I kind of suspect that mount.ntfs would do a modprobe. That seems quite reasonable to me.

that said... There is a ton of happenstance here. I realize that most likely if you have an ntfs filesystem on azure and you can't mount it, then you probably didnt have any data there.

However, there is a failure case. However unlikely..
a.) boot into ubuntu with ntfs support, put a ton of important data on a disk that warns clearly that it is not to be used for important data.
b.) install a custom kernel
c.) reboot
d.) cloud-init can't mount ntfs, so it assumes it should create a new filesystem there.
e.) user screams, and angry tweets about how irresponsible cloud-init developers are, especially @smoser0.

yes... its probably very unlikely.

Better would be if we had information exposed to us from the platform (Azure) that said definitively "we wiped that disk... its empty now".

Without access to that fact, which is known to the platform, we're just doing a bunch of heuristics.

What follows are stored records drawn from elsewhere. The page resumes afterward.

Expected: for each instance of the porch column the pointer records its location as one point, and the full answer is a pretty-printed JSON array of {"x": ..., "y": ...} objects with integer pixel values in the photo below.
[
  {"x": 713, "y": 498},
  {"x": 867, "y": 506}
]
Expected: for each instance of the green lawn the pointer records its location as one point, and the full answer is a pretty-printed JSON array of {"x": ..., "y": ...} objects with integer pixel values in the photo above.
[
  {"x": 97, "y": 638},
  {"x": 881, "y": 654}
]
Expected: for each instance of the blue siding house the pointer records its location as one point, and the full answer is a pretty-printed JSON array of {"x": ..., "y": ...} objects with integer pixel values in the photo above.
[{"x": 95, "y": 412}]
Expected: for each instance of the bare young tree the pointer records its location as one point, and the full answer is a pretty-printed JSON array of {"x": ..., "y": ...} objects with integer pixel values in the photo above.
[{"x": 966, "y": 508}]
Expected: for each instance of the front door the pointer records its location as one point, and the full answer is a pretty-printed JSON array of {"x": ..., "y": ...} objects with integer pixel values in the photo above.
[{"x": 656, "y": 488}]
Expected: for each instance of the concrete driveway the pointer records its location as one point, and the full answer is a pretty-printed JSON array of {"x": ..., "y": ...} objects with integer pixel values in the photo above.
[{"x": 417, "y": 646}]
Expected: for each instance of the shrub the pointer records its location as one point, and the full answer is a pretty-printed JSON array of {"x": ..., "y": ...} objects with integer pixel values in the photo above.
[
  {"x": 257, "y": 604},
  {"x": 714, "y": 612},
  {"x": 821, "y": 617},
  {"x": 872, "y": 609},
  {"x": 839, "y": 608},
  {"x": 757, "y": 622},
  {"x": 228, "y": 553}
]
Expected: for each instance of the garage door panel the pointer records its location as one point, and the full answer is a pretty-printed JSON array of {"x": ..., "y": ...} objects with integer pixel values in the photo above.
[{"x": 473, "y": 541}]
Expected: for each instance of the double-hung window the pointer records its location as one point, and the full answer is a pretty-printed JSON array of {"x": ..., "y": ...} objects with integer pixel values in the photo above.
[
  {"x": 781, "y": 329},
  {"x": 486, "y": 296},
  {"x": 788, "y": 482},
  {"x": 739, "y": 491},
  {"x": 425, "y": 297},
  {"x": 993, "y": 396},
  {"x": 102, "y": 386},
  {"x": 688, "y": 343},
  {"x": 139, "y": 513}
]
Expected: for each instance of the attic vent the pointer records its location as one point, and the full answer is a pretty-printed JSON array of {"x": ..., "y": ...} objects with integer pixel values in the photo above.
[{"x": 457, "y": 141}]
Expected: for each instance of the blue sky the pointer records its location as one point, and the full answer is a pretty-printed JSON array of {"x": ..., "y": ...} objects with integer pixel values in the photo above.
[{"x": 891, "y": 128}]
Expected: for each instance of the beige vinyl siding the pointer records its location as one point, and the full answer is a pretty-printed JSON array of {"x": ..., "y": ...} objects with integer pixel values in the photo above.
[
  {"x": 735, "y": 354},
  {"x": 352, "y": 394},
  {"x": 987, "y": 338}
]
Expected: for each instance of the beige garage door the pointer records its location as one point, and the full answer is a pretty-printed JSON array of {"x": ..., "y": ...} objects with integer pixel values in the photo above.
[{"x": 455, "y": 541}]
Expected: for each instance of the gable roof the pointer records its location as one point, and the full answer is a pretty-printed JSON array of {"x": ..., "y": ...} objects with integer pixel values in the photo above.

I'm almost more apt to just say that on azure, cloud-init will *always* feel free to destroy an ntfs partition. At least then, we've fixed the problem for the future... no one will ever have an ntfs filesystem there that they put their data on. We can make a config option saying "never-destroy-ntfs" for those people that for some reason did that intentionally, or we can just tell them that there might be better choices for a filesystem.